New statistics from the European Commission show that recovery is underway.

Image: Rene Fluger Josef Horazny/Czech News Agency/Press Association Images

Updated 22.20pm

STABILITY IS TENTATIVELY being experienced in the Eurozone, new statistics show.

Eurostat’s latest figures show that GDP rose by 0.3 per cent in both the euro area1 (EA17) and the EU271 during the second quarter of 2013, compared with the previous quarter.

The statistical office of the European Union said that in the first quarter of 2013, growth rates were -0.3 per cent and -0.1 per cent respectively.
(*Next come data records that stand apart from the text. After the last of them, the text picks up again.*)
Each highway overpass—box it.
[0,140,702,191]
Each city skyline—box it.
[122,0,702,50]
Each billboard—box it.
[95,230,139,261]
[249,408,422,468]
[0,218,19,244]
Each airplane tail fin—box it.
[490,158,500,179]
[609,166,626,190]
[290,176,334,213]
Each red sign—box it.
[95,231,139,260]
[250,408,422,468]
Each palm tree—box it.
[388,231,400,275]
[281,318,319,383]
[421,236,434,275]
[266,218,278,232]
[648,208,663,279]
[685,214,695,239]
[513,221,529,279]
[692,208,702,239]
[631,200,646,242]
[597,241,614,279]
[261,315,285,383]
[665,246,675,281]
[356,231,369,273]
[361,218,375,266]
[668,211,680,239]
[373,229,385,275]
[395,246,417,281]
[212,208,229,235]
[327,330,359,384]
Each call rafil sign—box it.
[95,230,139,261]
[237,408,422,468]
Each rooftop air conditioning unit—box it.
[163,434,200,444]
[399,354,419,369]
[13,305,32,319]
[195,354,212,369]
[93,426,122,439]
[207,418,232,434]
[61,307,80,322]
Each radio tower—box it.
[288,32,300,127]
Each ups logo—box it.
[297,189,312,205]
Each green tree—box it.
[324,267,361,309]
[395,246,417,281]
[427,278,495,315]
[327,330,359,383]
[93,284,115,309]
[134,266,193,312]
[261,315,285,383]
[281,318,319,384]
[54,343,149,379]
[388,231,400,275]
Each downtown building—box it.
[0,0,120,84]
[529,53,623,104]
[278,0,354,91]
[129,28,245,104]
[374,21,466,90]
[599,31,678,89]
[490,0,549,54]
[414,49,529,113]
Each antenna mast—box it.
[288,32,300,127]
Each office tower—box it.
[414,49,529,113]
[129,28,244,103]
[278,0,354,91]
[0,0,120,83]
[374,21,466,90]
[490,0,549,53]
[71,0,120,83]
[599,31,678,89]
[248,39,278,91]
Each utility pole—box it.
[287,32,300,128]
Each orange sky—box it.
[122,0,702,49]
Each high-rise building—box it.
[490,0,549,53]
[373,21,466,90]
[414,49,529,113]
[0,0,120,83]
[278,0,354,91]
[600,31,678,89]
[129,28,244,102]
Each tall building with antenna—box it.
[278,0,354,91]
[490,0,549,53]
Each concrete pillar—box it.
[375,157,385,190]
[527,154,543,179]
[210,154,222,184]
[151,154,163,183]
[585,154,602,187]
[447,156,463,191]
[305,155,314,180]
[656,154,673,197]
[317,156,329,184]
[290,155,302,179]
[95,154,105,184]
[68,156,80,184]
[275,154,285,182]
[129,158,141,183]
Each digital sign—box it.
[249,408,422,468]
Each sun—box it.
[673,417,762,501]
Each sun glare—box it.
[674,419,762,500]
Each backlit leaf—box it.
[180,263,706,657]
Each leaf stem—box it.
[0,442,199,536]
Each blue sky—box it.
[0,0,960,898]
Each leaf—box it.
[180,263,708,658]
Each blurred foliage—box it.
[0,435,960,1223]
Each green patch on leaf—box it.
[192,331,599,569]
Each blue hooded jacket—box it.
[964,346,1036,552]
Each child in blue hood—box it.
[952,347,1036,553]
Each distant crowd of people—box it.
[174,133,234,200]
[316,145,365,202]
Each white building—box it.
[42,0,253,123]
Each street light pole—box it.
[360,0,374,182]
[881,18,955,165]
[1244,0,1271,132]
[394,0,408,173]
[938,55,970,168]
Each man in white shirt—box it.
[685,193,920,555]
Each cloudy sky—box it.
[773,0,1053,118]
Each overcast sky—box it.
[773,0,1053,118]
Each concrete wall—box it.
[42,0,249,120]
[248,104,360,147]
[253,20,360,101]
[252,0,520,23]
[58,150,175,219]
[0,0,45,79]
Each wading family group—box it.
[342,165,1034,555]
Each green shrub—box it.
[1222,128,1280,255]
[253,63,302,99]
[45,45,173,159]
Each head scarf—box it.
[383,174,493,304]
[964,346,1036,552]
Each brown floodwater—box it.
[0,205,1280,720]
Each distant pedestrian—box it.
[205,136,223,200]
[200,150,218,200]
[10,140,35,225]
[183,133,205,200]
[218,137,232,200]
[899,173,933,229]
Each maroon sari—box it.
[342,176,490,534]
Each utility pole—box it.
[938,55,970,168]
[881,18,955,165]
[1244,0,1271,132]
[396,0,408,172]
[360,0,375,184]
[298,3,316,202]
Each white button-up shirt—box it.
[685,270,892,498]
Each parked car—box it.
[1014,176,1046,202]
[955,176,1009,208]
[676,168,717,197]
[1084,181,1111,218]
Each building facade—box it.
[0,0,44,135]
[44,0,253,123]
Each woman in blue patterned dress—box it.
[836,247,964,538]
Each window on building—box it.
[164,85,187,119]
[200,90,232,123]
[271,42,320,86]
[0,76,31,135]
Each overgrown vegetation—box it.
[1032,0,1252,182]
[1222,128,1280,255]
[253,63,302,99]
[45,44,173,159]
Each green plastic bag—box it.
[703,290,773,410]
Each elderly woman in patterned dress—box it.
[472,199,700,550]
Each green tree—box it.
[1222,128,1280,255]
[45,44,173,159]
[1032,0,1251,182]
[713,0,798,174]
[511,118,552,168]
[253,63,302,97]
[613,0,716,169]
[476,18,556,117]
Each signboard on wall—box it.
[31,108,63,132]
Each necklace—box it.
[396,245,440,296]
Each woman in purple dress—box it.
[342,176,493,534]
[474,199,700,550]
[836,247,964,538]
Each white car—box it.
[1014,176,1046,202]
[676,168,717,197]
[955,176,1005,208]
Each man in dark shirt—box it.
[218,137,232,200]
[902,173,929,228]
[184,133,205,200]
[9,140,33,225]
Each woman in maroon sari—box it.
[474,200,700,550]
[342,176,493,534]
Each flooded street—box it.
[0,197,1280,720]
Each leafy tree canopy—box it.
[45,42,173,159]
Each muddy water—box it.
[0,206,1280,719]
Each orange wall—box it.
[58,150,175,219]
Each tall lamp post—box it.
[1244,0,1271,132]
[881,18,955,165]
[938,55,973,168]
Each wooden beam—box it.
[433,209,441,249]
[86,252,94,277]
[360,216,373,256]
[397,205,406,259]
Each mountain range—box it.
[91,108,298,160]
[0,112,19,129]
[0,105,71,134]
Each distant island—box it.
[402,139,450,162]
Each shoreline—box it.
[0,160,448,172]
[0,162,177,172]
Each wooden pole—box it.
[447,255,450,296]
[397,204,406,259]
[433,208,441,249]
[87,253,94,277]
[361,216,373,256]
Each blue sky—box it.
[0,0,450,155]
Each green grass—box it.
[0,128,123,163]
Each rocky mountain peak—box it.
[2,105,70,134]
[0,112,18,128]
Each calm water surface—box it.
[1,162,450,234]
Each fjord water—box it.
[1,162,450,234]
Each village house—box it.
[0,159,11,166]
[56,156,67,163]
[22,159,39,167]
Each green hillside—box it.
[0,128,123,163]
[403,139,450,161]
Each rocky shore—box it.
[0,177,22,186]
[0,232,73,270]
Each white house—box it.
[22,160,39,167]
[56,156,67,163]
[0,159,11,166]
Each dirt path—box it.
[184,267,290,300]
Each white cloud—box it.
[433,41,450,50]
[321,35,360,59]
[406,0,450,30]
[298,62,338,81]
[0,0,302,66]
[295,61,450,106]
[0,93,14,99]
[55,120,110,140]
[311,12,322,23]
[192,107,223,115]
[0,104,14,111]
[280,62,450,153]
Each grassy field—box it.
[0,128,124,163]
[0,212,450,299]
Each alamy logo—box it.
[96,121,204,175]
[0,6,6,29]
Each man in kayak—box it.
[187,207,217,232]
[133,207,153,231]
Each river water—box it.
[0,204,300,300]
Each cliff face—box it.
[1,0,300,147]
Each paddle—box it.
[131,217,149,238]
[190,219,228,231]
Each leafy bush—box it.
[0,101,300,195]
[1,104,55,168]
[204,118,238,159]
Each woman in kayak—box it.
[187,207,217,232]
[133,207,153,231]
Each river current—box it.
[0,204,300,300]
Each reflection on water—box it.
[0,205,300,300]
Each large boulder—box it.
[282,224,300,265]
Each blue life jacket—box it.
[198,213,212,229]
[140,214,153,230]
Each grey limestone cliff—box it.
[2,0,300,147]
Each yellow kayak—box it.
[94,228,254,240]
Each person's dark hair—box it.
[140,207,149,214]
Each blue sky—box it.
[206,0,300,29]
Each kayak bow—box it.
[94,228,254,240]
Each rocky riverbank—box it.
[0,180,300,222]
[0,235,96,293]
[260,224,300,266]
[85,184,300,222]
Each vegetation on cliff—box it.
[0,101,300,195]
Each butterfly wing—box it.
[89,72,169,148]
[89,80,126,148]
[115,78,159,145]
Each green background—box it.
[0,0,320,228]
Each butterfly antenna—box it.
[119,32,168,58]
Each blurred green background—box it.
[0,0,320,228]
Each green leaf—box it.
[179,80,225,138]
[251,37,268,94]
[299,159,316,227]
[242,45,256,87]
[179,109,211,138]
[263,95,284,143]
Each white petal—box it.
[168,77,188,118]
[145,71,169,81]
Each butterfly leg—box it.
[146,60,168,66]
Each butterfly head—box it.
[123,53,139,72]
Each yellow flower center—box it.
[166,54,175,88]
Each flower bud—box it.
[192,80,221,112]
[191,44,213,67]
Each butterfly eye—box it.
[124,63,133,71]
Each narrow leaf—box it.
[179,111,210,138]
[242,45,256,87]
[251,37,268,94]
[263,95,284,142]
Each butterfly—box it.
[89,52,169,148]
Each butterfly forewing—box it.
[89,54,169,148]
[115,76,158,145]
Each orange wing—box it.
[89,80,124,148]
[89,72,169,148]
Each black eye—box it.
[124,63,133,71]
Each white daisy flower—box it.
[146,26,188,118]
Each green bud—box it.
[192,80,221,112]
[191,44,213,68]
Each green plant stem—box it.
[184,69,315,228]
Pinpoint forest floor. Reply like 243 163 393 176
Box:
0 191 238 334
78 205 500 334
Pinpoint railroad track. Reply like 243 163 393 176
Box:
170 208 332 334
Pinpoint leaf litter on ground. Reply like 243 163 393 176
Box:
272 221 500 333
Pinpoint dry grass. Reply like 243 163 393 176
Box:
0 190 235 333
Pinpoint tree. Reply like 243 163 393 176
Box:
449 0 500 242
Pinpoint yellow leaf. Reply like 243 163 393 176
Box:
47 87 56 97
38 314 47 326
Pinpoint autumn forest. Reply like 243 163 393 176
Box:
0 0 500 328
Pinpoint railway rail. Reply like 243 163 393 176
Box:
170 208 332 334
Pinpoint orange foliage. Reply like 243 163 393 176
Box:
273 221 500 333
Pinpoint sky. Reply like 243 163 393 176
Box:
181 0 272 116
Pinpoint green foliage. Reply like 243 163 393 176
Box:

Compared with the same quarter of 2012, seasonally adjusted GDP fell by 0.7 per cent in the euro area and by 0.2 per cent in the EU27 in the second quarter of 2013, after -1.1 per cent and -0.7 per cent respectively in the previous quarter.

World outlook

The World Economic Survey has also suggested emerging economic stabilisation in the Eurozone, saying that only Slovenia and Cyprus expect continued economic decline.

It attributes this optimism in the Eurozone to “a lack of bad news”:

…since confidence was boosted last year by the European Central Bank President Mario Draghi’s pledge to protect the Eurozone from collapse. This is giving countries the time they need to put into effect measures for economic recovery.

While some countries had an economic situation described as ‘poor’, people were more positive about Ireland, it said. Germany and Estonia were the only economies scored as ‘satisfactory to good’.

Ian Talbot, International Chamber of Commerce Ireland chairman, said:

These results are an indication of emerging stabilisation in the Eurozone. This is positive news given that these are the most important markets for Irish business.

He said that further good news for Ireland “is that economic expectations in the Eurozone have reached a three year high, boosting the area’s economic climate indicator to its highest level since late 2011″.

Talbot said that if we are to sustain this type of momentum, “the Government must ensure that Budget 2014 does not increase the cost of business but rather looks to support SMEs, in particular retailers”.